Sports Direct has embarked on a mission to establish itself as ‘the Selfridges of sport’ in recent years, driven by an elevated in-store proposition and bricks-and-mortar portfolio.
Ashley is also mulling the launch of a more upmarket Frasers fascia to reinvigorate House of Fraser’s performance across a group of cherry-picked stores, while the group’s existing luxury fascia Flannels goes from strength to strength.
Losing control?
However, whatever progress has been made has not been given anything close to the airtime that Ashley’s ongoing battle with Debenhams has, and the lack of clarity about the core business has seriously spooked the City.
There is no denying that Ashley is a canny operator. Nevertheless, his bandwidth across the business will undoubtedly have been stretched, and it appears that this is beginning to erode Sports Direct’s bottom line.

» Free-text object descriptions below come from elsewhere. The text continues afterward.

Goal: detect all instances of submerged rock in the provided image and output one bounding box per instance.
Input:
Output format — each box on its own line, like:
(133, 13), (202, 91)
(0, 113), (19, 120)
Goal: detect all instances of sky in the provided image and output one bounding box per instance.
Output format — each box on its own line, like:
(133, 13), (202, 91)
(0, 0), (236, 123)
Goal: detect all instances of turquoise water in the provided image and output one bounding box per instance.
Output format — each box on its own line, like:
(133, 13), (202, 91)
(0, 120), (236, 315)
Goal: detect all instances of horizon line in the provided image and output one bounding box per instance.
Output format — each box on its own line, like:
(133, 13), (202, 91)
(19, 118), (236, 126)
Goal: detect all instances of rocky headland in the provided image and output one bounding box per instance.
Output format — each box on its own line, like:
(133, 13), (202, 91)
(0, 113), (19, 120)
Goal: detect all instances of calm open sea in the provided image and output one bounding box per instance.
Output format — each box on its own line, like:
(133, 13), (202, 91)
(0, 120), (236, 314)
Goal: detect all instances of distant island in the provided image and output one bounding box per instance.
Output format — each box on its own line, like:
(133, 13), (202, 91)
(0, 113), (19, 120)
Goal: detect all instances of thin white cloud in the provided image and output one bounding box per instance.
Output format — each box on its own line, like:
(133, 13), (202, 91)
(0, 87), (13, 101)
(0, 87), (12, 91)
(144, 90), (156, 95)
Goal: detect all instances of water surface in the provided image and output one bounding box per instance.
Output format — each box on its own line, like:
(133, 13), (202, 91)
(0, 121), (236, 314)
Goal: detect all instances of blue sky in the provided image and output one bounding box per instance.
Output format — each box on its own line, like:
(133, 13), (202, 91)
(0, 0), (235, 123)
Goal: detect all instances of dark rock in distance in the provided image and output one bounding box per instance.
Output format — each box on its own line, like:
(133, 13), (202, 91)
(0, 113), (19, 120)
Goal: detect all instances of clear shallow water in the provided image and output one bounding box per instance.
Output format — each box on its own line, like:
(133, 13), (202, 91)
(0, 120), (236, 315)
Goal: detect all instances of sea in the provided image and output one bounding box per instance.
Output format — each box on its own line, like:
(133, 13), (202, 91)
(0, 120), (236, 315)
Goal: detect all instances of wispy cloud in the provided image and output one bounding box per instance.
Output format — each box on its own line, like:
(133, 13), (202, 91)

Ashley has always been a law unto himself, and his unique perspective on retail has delivered results in previous years. But the postponement of full-year results for between one and five weeks, and the abrupt warning that profitability may come in below previous guidance, does not give the impression of a man in firm control of a rapidly expanding retail empire.
In 2016, Ashley said of running Sports Direct: “One minute [I] had a tiny little inflatable and you’re in control and the next minute you are on an oil tanker.”
The decision to postpone the results will be a disappointment to those who thought Ashley had become more adept at steering the ship. What’s not clear is whether it is the HMS Endeavour or the Titanic.